If sum of first 4 terms of an A.P. is 6 and sum of first 6 terms is 4, then sum of first 12 terms of an A.P. is

• A. -22
• B. -21
• C. -23
• D. -24

Hint:

To solve for the sum of an arithmetic progression, use the formula for the sum of the first \( n \) terms and solve for the unknowns.

Answer 1

The Correct Option is A

To find the sum of the first 12 terms of the given Arithmetic Progression (A.P.), let's first understand the given information and use it systematically.

An A.P. is defined by its first term \(a\) and common difference \(d\). The sum of the first \(n\) terms of an A.P. is given by the formula:

\(S_n = \frac{n}{2} \times (2a + (n-1)d)\)

Let's use the information provided in the problem statement:

• The sum of the first 4 terms is 6: \(S_4 = 6\)
• The sum of the first 6 terms is 4: \(S_6 = 4\)

Using the sum formula for the first 4 terms:

\(S_4 = \frac{4}{2} \times (2a + 3d) = 6\)

This simplifies to:

\(2 \times (2a + 3d) = 6 \implies 2a + 3d = 3 \quad \text{(Equation 1)}\)

Using the sum formula for the first 6 terms:

\(S_6 = \frac{6}{2} \times (2a + 5d) = 4\)

This simplifies to:

\(3 \times (2a + 5d) = 4 \implies 2a + 5d = \frac{4}{3} \quad \text{(Equation 2)}\)
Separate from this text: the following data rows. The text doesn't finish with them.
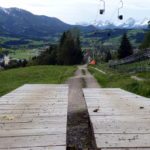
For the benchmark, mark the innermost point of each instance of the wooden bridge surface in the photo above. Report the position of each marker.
(34, 117)
(120, 120)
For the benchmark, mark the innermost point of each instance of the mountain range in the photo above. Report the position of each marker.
(19, 22)
(130, 23)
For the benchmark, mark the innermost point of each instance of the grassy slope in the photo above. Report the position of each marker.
(115, 79)
(11, 79)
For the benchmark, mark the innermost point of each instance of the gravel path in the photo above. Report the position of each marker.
(79, 134)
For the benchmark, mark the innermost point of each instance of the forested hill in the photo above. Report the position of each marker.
(19, 22)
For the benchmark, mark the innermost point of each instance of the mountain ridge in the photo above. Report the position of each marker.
(19, 22)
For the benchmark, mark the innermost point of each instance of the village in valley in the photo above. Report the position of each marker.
(74, 75)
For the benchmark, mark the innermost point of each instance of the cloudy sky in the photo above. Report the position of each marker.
(82, 11)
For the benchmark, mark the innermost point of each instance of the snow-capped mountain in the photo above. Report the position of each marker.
(130, 23)
(15, 21)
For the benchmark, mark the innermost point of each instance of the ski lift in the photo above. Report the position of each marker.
(120, 17)
(148, 24)
(102, 10)
(109, 34)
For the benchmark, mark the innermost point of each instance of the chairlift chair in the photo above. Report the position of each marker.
(120, 17)
(102, 10)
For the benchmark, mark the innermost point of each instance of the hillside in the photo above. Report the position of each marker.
(33, 75)
(19, 22)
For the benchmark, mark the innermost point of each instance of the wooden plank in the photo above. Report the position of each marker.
(123, 140)
(120, 119)
(34, 117)
(41, 148)
(33, 141)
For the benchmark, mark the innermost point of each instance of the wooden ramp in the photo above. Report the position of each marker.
(120, 120)
(34, 117)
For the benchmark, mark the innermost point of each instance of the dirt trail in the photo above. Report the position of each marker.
(79, 135)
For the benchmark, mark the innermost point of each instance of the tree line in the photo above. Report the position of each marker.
(66, 52)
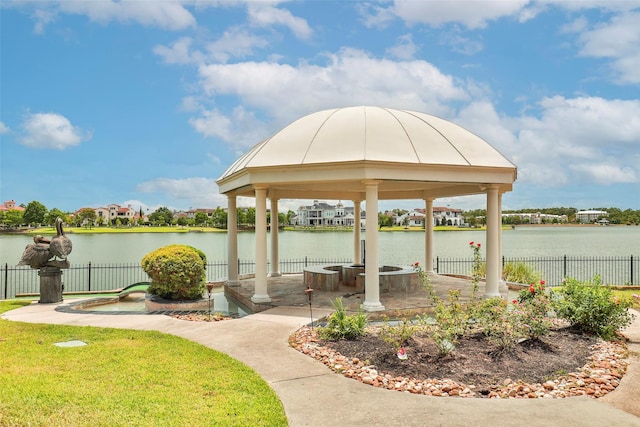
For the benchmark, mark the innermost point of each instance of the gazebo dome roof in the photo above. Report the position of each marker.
(352, 144)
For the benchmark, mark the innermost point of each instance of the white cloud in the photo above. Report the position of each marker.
(198, 192)
(460, 43)
(266, 15)
(350, 77)
(241, 129)
(579, 140)
(51, 130)
(179, 52)
(610, 173)
(166, 14)
(618, 40)
(404, 48)
(471, 14)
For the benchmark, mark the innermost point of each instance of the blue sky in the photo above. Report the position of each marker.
(148, 102)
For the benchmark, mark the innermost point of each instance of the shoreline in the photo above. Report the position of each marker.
(183, 229)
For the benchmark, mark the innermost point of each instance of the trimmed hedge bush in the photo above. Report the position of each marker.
(592, 308)
(176, 272)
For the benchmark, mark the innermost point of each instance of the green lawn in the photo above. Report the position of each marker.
(108, 230)
(626, 293)
(124, 378)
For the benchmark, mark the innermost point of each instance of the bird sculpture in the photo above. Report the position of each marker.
(60, 246)
(37, 254)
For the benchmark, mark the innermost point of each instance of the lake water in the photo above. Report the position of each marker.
(395, 247)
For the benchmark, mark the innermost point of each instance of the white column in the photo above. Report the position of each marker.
(371, 271)
(275, 261)
(501, 281)
(493, 242)
(232, 239)
(357, 247)
(260, 294)
(428, 236)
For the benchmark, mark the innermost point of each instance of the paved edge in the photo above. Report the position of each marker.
(312, 395)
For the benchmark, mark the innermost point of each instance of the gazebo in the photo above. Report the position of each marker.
(368, 154)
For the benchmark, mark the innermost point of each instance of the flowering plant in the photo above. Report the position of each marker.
(532, 307)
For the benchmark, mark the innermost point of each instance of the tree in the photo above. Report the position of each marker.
(35, 213)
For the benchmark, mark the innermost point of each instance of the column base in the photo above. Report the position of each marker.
(372, 306)
(492, 295)
(260, 299)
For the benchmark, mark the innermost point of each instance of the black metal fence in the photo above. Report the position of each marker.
(613, 270)
(108, 277)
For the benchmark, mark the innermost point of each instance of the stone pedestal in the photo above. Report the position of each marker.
(50, 285)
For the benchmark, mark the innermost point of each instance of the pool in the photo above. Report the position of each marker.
(134, 303)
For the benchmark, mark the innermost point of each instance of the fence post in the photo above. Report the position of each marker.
(6, 279)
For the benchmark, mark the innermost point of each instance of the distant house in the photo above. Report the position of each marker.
(441, 216)
(535, 217)
(113, 212)
(10, 205)
(324, 214)
(590, 216)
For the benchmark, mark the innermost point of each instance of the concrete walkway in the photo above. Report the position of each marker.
(313, 395)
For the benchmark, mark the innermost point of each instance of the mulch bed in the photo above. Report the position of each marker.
(563, 363)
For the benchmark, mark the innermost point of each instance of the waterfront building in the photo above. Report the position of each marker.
(534, 218)
(324, 214)
(590, 216)
(10, 205)
(111, 213)
(441, 216)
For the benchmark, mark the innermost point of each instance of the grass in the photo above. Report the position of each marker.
(109, 230)
(626, 294)
(124, 377)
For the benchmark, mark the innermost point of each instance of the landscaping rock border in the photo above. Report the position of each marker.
(600, 376)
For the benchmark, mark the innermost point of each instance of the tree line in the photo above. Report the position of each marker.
(616, 215)
(36, 214)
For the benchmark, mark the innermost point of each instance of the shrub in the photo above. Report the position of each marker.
(176, 272)
(533, 306)
(397, 335)
(502, 327)
(592, 308)
(519, 272)
(341, 325)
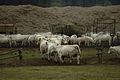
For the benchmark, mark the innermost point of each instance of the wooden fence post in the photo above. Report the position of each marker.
(20, 55)
(99, 54)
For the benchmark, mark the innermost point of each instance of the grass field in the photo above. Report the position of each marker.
(109, 70)
(83, 72)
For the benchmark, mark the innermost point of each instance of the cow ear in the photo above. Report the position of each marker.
(39, 39)
(46, 43)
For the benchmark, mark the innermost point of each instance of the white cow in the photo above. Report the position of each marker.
(85, 39)
(69, 51)
(43, 48)
(103, 37)
(115, 50)
(73, 39)
(52, 51)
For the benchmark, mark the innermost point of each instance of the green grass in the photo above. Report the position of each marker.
(84, 72)
(81, 72)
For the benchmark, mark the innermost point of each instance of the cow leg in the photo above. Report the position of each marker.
(78, 59)
(61, 59)
(70, 59)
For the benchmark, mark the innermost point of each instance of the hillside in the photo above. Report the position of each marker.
(30, 19)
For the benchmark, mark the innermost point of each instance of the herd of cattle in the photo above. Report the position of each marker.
(57, 47)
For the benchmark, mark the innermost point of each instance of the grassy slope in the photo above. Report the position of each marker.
(87, 72)
(82, 72)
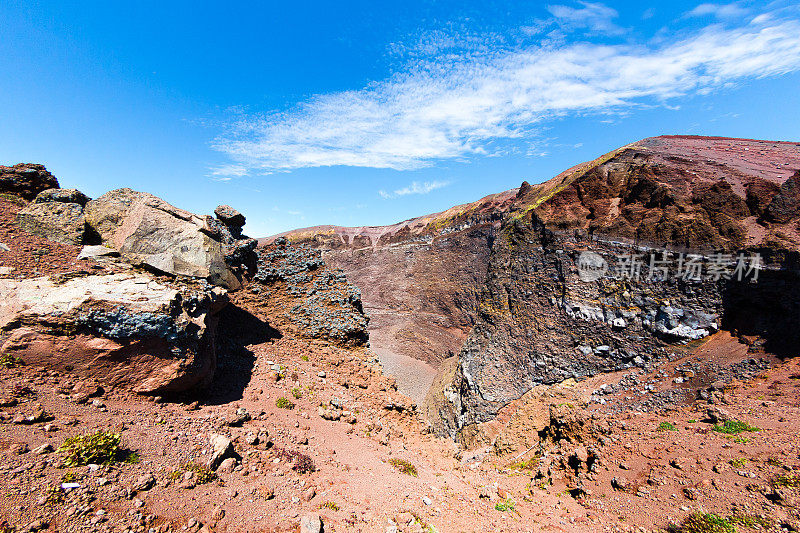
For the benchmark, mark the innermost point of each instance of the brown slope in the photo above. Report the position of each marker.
(421, 278)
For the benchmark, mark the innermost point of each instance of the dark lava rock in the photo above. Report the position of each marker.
(26, 180)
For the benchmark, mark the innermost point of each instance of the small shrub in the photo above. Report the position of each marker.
(54, 495)
(301, 463)
(529, 464)
(404, 466)
(102, 447)
(787, 480)
(202, 474)
(733, 427)
(752, 521)
(705, 523)
(20, 390)
(70, 477)
(505, 505)
(8, 360)
(284, 403)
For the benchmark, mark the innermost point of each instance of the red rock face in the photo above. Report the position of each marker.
(419, 279)
(683, 193)
(486, 279)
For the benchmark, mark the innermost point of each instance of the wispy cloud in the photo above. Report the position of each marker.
(597, 18)
(414, 188)
(720, 11)
(227, 172)
(471, 105)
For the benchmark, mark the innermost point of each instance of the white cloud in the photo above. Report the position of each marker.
(594, 17)
(227, 172)
(721, 11)
(414, 188)
(470, 105)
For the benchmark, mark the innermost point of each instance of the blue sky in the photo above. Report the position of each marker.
(366, 113)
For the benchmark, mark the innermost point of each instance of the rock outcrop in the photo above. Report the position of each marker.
(153, 336)
(528, 316)
(318, 301)
(150, 232)
(56, 214)
(26, 180)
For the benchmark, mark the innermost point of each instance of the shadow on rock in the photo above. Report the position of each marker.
(769, 308)
(237, 330)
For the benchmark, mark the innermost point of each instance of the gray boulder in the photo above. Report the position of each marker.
(56, 221)
(148, 231)
(70, 196)
(124, 330)
(26, 180)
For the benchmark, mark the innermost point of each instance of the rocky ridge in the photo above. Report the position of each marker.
(526, 318)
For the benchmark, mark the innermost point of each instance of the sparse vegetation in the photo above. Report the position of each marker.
(20, 390)
(505, 505)
(69, 477)
(733, 427)
(8, 360)
(752, 521)
(528, 464)
(704, 523)
(404, 466)
(301, 463)
(202, 474)
(787, 480)
(101, 447)
(53, 496)
(284, 403)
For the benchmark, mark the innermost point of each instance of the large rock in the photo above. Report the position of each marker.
(56, 221)
(26, 180)
(148, 231)
(122, 329)
(70, 196)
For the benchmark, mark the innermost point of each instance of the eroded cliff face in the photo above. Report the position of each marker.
(496, 283)
(539, 323)
(419, 279)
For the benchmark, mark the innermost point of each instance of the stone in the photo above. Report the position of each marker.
(148, 231)
(26, 180)
(221, 448)
(620, 483)
(718, 415)
(310, 523)
(44, 449)
(144, 482)
(218, 513)
(122, 329)
(227, 465)
(68, 196)
(56, 221)
(229, 216)
(97, 251)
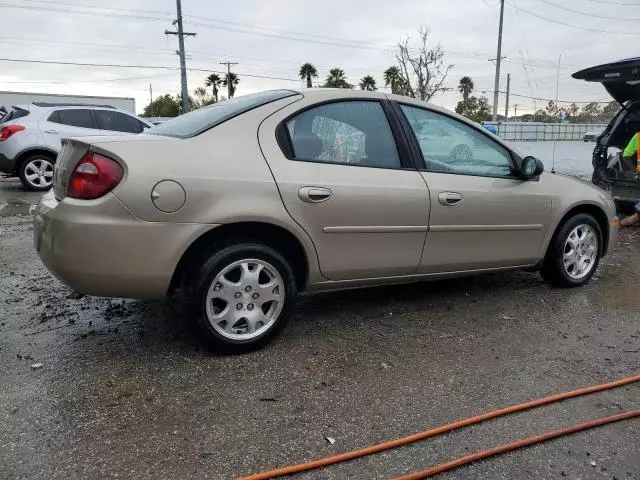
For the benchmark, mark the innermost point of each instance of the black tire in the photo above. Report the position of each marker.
(553, 269)
(22, 172)
(205, 275)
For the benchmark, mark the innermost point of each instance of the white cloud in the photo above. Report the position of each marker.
(467, 29)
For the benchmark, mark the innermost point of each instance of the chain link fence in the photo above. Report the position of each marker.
(541, 132)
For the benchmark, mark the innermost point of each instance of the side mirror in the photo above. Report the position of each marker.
(531, 167)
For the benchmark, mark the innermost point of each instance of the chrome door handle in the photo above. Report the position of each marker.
(314, 194)
(450, 199)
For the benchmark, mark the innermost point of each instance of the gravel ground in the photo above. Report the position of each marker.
(126, 389)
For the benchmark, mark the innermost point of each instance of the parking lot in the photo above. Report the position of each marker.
(127, 390)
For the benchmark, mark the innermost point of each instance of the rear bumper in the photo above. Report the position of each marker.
(98, 247)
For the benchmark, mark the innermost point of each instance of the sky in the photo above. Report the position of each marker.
(270, 39)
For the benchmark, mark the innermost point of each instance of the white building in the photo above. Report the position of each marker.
(7, 99)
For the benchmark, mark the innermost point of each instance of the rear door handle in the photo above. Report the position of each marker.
(314, 194)
(450, 199)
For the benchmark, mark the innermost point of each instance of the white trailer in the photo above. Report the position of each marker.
(8, 99)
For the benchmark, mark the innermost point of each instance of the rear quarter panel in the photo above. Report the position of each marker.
(222, 171)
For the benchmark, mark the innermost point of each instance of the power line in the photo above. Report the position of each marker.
(107, 80)
(615, 3)
(533, 14)
(587, 14)
(162, 67)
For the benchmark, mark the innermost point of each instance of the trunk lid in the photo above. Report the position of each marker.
(621, 79)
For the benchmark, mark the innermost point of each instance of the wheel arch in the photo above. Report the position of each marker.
(22, 156)
(591, 209)
(278, 237)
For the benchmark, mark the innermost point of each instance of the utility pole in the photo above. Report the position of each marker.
(506, 108)
(151, 98)
(228, 64)
(498, 59)
(184, 91)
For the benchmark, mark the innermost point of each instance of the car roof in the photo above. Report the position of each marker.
(620, 78)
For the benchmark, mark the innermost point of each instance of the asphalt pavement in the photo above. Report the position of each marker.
(126, 390)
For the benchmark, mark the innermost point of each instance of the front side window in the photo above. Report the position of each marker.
(117, 121)
(74, 118)
(350, 132)
(450, 146)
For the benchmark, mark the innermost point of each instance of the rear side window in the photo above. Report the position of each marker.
(198, 121)
(348, 132)
(117, 122)
(14, 114)
(74, 118)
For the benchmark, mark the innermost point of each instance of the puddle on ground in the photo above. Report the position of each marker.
(14, 207)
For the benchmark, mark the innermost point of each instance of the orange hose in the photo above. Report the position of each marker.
(508, 447)
(343, 457)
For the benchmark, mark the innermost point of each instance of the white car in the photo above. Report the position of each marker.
(31, 135)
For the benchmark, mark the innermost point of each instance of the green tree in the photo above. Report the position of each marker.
(475, 108)
(552, 110)
(307, 72)
(590, 112)
(163, 106)
(572, 111)
(214, 81)
(337, 79)
(368, 83)
(465, 87)
(393, 78)
(609, 111)
(201, 98)
(231, 81)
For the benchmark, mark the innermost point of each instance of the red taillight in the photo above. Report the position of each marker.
(9, 130)
(94, 176)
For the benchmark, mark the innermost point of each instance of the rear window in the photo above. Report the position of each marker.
(13, 114)
(198, 121)
(74, 118)
(117, 122)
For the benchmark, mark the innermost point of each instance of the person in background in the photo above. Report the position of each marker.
(631, 157)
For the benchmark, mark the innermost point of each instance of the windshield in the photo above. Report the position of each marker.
(198, 121)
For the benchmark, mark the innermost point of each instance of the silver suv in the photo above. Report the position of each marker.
(31, 136)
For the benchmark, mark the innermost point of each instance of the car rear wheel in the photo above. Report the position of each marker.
(244, 297)
(574, 252)
(36, 172)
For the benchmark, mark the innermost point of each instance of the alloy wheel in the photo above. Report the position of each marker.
(580, 252)
(245, 299)
(39, 173)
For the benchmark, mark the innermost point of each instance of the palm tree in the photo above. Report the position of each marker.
(231, 81)
(368, 83)
(393, 77)
(307, 72)
(465, 87)
(337, 79)
(214, 81)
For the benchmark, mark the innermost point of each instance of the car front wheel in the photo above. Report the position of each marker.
(574, 252)
(244, 297)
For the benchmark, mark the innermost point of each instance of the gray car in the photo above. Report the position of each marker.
(241, 205)
(31, 135)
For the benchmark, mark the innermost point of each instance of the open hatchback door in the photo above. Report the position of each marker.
(622, 80)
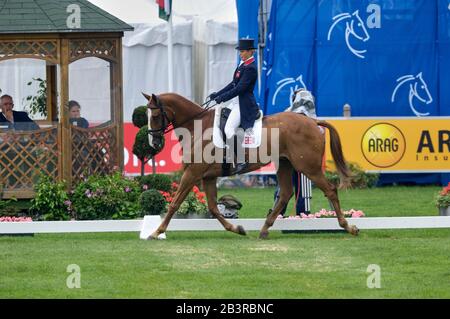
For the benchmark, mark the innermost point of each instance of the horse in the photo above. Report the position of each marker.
(301, 147)
(418, 89)
(355, 27)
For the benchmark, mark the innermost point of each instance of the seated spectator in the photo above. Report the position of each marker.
(74, 115)
(14, 119)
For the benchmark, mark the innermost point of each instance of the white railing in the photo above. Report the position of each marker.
(149, 223)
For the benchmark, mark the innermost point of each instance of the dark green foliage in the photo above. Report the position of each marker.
(141, 147)
(139, 117)
(51, 200)
(360, 179)
(159, 182)
(152, 202)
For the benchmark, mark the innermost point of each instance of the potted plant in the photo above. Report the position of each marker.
(442, 201)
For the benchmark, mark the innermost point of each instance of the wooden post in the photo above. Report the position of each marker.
(66, 144)
(118, 103)
(52, 107)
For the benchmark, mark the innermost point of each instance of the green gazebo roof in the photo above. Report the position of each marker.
(44, 16)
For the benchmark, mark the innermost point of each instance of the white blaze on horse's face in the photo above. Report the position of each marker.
(149, 117)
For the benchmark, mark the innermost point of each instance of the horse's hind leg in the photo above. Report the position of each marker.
(330, 192)
(210, 187)
(284, 175)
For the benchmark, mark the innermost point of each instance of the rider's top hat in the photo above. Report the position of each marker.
(246, 44)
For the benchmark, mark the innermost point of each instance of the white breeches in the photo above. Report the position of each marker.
(234, 120)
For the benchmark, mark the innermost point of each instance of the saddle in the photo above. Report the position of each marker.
(245, 141)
We now have two equations:

1. \(2a + 3d = 3\)
2. \(2a + 5d = \frac{4}{3}\)

Subtract Equation 1 from Equation 2 to eliminate \(2a\):

\((2a + 5d) - (2a + 3d) = \frac{4}{3} - 3\)

\(2d = \frac{4}{3} - \frac{9}{3} = -\frac{5}{3}\)

\(d = -\frac{5}{6}\)

Substitute the value of \(d\) back into Equation 1:

\(2a + 3\left(-\frac{5}{6}\right) = 3\)

\(2a - \frac{15}{6} = 3\)

\(2a = 3 + \frac{15}{6} = \frac{18}{6} + \frac{15}{6} = \frac{33}{6}\)

\(2a = \frac{11}{2} \implies a = \frac{11}{4}\)

Finally, to find the sum of the first 12 terms:

\(S_{12} = \frac{12}{2} \times (2a + 11d)\)

\(S_{12} = 6 \times (2 \times \frac{11}{4} + 11 \times -\frac{5}{6})\)

\(S_{12} = 6 \times (\frac{22}{4} - \frac{55}{6})\)

Finding a common denominator (12) yields:

\(\frac{22}{4} = \frac{66}{12}\) and \(\frac{55}{6} = \frac{110}{12}\)

\(S_{12} = 6 \times \left(\frac{66}{12} - \frac{110}{12}\right) = 6 \times \left(-\frac{44}{12}\right) = 6 \times \left(-\frac{11}{3}\right)\)

\(S_{12} = -22\)

Therefore, the sum of the first 12 terms of the A.P. is \(-22\).